New York, June 11, 2026, 12:57 (EDT)
- Rigetti Computing shares gained around 1.9% to $19.82 in midday action, trading on volume of more than 22 million shares.
- Rosenblatt has kept its Buy on RGTI with a $40 target, Benzinga and MarketBeat reported.
- SEC filings showed a director sold stock through a Rule 10b5-1 plan. Investors are still considering Rigetti’s 108-qubit system rollout and possible funding from the CHIPS Act.
Rigetti Computing, Inc. stock ticked up Thursday, after new analyst backing seemed to calm some of the recent swings in the quantum-computing stock. RGTI last traded at $19.82, a 1.9% gain from Wednesday’s close. Shares changed hands between $19.17 and $20.44 earlier in the day. The company’s market cap was about $6.65 billion on the latest quote.
Rosenblatt stuck with its Buy rating and $40 price target on Rigetti, triggering the move. Benzinga’s analyst-ratings page showed Rosenblatt’s June 11 call as the most recent update on the stock. The consensus price target among 11 analysts sat at $25.14, with Rosenblatt’s $40 at the top end. MarketBeat said Thursday that Rosenblatt reiterated both its Buy rating and $40 target.
Analyst support landed while traders looked over fresh insider sale filings. A June 10 Form 4 showed director Ray O. Johnson sold 116,217 shares on June 8 for a weighted-average price of $21.2782, and another 5,971 shares at $21.764. The filing noted these trades came under a Rule 10b5-1 plan adopted March 12, 2025, and changed March 9, 2026.

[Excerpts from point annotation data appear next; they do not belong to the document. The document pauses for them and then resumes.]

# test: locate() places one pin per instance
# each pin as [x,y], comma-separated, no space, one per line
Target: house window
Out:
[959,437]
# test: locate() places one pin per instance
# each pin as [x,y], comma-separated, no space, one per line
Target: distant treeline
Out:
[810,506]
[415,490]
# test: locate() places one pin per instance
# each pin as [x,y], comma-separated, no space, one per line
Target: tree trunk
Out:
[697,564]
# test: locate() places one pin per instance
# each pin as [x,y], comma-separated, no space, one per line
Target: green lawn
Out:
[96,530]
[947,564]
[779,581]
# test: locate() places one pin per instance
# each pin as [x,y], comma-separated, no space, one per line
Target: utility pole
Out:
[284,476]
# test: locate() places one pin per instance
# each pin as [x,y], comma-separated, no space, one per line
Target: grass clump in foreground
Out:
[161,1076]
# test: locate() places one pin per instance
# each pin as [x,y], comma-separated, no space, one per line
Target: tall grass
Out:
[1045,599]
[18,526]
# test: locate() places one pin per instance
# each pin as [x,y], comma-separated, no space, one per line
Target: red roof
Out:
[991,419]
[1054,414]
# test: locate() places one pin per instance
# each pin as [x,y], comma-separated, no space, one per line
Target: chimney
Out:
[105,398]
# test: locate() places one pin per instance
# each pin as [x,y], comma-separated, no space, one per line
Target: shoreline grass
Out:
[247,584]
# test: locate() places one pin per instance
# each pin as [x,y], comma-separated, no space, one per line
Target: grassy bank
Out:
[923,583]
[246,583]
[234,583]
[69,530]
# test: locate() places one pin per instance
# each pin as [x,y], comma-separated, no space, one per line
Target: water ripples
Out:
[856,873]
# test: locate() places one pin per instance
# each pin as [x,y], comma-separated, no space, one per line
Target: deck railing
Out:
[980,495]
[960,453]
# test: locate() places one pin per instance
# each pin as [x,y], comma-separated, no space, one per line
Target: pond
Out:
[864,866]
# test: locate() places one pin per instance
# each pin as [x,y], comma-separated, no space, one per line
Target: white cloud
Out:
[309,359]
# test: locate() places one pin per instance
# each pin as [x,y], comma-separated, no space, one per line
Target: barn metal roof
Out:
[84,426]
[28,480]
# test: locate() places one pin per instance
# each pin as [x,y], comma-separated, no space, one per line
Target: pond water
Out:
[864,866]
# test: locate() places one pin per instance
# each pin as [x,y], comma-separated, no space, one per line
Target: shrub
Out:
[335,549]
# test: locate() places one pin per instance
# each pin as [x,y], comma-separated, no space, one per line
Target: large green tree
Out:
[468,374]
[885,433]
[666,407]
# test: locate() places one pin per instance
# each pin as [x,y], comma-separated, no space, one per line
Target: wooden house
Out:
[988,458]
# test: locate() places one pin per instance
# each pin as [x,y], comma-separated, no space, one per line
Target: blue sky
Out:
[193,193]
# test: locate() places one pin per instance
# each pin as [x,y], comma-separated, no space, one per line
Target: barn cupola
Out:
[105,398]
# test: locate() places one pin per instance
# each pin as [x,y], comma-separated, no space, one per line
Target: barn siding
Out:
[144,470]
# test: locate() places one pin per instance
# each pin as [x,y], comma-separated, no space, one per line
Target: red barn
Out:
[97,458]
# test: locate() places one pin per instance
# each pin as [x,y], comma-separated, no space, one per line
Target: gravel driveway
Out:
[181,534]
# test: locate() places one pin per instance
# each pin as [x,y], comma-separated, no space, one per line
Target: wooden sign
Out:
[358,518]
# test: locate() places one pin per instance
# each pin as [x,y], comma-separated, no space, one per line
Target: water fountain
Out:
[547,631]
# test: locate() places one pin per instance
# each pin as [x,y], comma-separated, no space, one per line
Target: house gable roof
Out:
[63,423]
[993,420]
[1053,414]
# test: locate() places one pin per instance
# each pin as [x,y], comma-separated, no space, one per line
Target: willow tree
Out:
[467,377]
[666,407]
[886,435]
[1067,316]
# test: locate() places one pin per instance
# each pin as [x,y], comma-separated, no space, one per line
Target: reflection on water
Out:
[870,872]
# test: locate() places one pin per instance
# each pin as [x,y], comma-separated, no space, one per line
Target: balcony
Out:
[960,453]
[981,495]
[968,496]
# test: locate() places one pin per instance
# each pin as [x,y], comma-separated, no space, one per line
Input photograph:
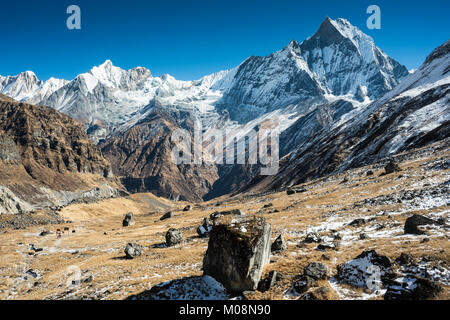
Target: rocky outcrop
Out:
[133,250]
[368,266]
[142,156]
[413,223]
[238,250]
[128,220]
[173,237]
[46,160]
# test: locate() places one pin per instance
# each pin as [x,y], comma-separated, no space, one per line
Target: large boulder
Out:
[413,222]
[412,288]
[279,245]
[173,237]
[204,229]
[128,220]
[316,270]
[216,215]
[392,167]
[133,250]
[167,215]
[238,250]
[369,266]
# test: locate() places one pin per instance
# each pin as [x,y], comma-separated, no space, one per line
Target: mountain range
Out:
[340,102]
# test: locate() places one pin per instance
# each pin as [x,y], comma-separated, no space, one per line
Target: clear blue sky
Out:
[192,38]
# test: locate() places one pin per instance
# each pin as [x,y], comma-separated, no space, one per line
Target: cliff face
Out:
[47,160]
[142,157]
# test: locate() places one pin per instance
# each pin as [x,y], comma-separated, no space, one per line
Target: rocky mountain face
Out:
[413,114]
[46,160]
[142,156]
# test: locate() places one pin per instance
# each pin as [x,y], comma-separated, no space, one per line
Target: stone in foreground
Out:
[133,250]
[173,237]
[128,220]
[238,250]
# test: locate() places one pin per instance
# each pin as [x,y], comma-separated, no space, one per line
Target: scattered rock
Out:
[190,288]
[237,252]
[303,284]
[357,222]
[167,215]
[173,237]
[312,237]
[392,167]
[291,191]
[279,245]
[326,246]
[413,222]
[216,215]
[356,272]
[325,257]
[412,288]
[405,259]
[204,229]
[44,233]
[128,220]
[268,282]
[133,250]
[316,270]
[363,236]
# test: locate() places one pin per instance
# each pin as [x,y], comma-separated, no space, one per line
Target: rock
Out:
[325,257]
[412,288]
[363,236]
[189,288]
[167,215]
[173,237]
[291,191]
[392,167]
[413,222]
[238,250]
[133,250]
[316,270]
[216,215]
[312,237]
[303,284]
[128,220]
[357,222]
[325,246]
[358,272]
[204,229]
[268,282]
[405,259]
[279,245]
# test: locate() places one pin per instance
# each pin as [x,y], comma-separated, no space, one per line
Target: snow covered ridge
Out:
[289,82]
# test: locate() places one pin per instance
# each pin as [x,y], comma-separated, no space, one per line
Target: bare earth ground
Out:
[96,249]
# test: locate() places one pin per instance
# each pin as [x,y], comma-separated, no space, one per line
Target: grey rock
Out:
[173,237]
[316,270]
[128,220]
[167,215]
[237,253]
[279,245]
[133,250]
[413,222]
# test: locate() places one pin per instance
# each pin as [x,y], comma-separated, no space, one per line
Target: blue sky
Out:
[191,38]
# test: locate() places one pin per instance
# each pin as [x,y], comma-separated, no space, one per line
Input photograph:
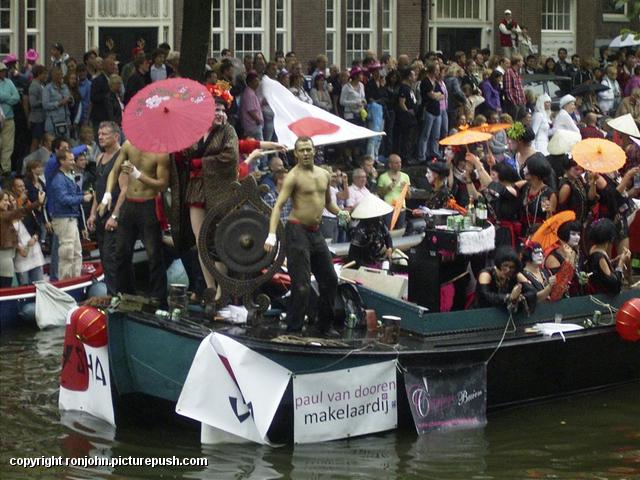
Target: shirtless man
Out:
[148,176]
[307,252]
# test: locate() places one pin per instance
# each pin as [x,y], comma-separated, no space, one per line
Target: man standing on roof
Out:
[307,252]
[508,30]
[148,177]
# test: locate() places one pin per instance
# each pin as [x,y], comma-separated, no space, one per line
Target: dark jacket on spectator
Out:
[114,110]
[99,92]
[136,82]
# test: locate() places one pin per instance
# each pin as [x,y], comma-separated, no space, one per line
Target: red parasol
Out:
[398,206]
[168,116]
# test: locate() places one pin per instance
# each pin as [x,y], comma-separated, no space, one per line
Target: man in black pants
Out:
[105,221]
[148,176]
[307,252]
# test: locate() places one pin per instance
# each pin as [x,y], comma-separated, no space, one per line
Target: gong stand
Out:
[234,233]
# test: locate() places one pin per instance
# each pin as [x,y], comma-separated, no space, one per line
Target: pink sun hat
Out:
[10,58]
[31,55]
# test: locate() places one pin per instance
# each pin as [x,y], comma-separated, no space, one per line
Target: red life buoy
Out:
[628,320]
[91,326]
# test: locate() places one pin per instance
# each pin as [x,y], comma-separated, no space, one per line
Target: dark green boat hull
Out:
[152,357]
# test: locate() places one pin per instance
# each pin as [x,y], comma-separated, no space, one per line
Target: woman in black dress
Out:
[438,195]
[538,200]
[504,204]
[503,285]
[406,121]
[539,277]
[614,203]
[576,193]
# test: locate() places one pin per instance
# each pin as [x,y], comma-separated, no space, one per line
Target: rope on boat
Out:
[510,322]
[325,367]
[600,303]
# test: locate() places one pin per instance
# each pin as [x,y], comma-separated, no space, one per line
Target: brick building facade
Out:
[344,29]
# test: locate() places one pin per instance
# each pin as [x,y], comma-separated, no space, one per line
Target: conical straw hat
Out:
[625,124]
[371,206]
[563,141]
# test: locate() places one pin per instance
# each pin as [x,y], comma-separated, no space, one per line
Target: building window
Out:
[613,11]
[388,26]
[459,9]
[331,23]
[218,26]
[128,8]
[360,31]
[249,28]
[8,13]
[556,15]
[34,12]
[283,25]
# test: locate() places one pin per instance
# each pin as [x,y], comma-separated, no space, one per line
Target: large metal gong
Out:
[234,233]
[239,241]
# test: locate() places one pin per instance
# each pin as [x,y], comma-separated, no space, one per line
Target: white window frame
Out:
[571,26]
[390,29]
[459,14]
[335,31]
[222,30]
[12,31]
[284,30]
[38,31]
[617,17]
[371,31]
[163,22]
[262,30]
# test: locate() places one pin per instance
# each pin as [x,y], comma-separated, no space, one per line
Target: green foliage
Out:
[516,131]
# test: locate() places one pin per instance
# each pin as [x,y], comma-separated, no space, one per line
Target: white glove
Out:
[271,240]
[135,173]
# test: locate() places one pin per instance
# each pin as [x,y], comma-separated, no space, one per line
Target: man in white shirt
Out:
[159,70]
[358,189]
[610,99]
[563,120]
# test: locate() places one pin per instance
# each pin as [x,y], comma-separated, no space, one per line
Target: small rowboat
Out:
[13,300]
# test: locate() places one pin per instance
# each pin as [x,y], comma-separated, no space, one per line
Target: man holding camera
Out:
[508,30]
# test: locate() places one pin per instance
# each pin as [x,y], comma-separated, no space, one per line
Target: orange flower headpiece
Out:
[220,92]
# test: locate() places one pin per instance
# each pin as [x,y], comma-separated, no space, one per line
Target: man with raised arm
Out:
[148,177]
[307,252]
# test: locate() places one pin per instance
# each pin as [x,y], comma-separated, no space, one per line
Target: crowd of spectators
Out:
[50,106]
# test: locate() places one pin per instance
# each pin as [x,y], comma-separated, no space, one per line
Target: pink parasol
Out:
[168,116]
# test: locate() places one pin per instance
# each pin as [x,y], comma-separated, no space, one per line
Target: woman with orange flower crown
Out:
[213,166]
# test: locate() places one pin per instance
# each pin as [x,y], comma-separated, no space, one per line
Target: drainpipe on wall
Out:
[424,27]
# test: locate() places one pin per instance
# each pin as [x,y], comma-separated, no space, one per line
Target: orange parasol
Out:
[598,155]
[563,280]
[466,137]
[452,204]
[547,234]
[398,206]
[491,127]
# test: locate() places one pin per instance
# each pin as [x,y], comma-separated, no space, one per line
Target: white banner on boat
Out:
[85,384]
[345,403]
[232,388]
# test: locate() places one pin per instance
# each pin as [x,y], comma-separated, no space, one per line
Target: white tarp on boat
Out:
[232,388]
[52,305]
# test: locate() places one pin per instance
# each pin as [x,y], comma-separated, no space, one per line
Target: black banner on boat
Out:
[449,397]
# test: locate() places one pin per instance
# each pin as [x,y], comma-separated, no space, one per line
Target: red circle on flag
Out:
[310,126]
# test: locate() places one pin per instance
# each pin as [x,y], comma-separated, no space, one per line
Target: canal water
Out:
[595,436]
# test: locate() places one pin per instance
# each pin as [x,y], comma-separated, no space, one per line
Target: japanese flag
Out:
[294,118]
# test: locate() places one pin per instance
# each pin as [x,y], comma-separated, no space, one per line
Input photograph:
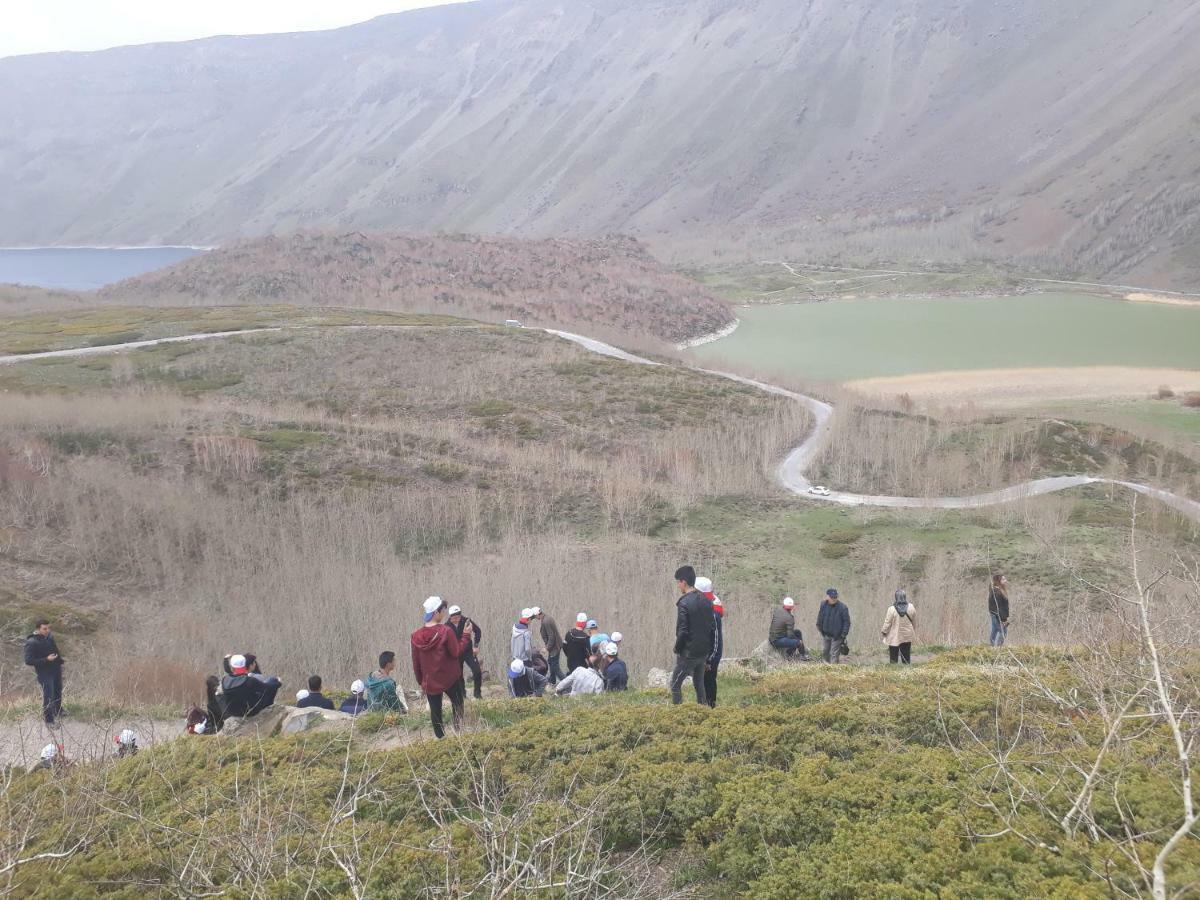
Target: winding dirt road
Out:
[790,472]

A Form 144 filed June 8 shows a proposed sale of 122,188 common shares for about $2.6 million on Nasdaq, with Piper Sandler as broker. The notice is required under Rule 144 and signals a potential sale, but it isn’t a company operating update by itself.
Rigetti filed an 8-K on June 11 with results from its 2026 annual meeting. Stockholders picked CEO Subodh Kulkarni as a Class I director, so he’ll serve through the 2029 meeting. They also ratified BDO USA, P.C. as Rigetti’s independent auditor for fiscal 2026.
The bigger bull case for Rigetti still leans on federal funding and hardware progress. In May, Rigetti said it signed a letter of intent with the U.S. Department of Commerce for as much as $100 million over three years from the CHIPS Act, aimed at speeding up superconducting quantum-computing R&D. The letter includes a possible equity stake for the department, depending on the total funding. Final agreements aren’t done yet.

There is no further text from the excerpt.